The U.S. Minerals Management Service (MMS) last week highlighted the economic incentives for deep gas exploration in its final notice for the Western Gulf of Mexico (GOM) Lease Sale 180 and Sale 178, Part 2, to be held concurrently on Aug. 22 in New Orleans. The sales include an incentive to drill for deep gas deposits located in the shallow water shelf area of the Gulf.

MMS will provide royalty suspension for the first 20 Bcf of production from a well drilled below 15,000 feet subsea. The incentive was modified to address MMS’ reassessment of economic factors by raising the threshold price at which the royalty suspension would end from $3.50/MMBtu to $5/MMBtu.

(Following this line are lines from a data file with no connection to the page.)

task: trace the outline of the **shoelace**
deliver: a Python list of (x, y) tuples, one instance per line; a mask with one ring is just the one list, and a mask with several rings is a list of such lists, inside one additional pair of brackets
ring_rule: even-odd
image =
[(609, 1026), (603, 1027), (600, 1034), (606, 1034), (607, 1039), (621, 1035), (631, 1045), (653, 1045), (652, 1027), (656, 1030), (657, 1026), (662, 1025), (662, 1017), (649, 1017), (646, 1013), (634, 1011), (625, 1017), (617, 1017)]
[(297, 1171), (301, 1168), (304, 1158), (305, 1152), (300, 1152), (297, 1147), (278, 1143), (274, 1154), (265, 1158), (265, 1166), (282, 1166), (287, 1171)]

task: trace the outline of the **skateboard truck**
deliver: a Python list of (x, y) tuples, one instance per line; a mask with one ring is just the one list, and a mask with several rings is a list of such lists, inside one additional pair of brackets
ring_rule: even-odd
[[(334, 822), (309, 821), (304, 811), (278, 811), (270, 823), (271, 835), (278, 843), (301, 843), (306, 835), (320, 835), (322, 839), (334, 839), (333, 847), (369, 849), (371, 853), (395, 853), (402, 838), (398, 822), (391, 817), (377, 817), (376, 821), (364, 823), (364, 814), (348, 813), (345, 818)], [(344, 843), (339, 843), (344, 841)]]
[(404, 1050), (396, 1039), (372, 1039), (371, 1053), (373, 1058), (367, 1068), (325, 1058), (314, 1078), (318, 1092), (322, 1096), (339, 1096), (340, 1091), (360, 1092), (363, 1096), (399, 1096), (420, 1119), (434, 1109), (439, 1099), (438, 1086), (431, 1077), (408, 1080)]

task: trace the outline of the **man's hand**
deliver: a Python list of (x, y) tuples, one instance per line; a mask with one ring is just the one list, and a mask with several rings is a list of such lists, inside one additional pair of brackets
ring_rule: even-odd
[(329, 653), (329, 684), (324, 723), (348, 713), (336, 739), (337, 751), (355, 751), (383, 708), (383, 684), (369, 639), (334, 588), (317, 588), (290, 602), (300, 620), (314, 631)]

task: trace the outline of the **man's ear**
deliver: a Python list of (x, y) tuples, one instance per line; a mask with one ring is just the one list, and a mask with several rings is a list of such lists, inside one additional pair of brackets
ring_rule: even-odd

“This ensures that the incentive is not pulled back prematurely by wildly fluctuating gas prices,” Tom Kitsos, MMS’ acting director. “[It] will stay in place during periods of modestly high natural gas prices but end when the price remains at sustained high levels, over a period of a year. This incentive at this level is necessary to stimulate industry’s willingness to invest in this high cost, high risk, and operationally difficult area.”

He said the incentives are the same as those instituted for Central Gulf Lease Sale 178, Part 1 held last March, and said that next month’s sale “will provide incentives for high cost/high risk exploration for natural gas targets deep below the ocean floor, in addition to providing an appropriate mix of incentives to ensure that exploration and development continues in ultra-deep waters with the same momentum as in the past.”

Deepwater royalty relief will be applied to tracts in water depths of more than 800 meters. The specific terms of royalty relief will be granted to individual leases rather than fields. For Sale 180, the royalty “suspension volumes” range from 9 MMboe in water depths of 800-1,599 meters to 12 MMboe of relief in depths of more than 1,600 meters. Lessees will be allowed to produce these volumes of oil and gas before any royalty obligations are due the federal government.

The 180 lease sale encompasses 4,114 unleased blocks, totaling about 22.37 million acres, in the Western GOM Outer Continental Shelf planning area offshore Texas and in deeper waters offshore Louisiana. The blocks are located from nine to 250 miles offshore in water from eight meters to more than 3,000 meters. Estimates of undiscovered recoverable hydrocarbons are expected to be between 10-90 MMboe and 0.57-1.93 Tcf. There are 1,951 blocks in water deeper than 800 meters. Included in the 180 lease sale are 258 blocks in the area formerly known as the Western Gap, part of the new U.S-Mexico boundary agreement. MMS’s 178, Part 2 sale includes 53 unleased blocks or about 250,788 acres.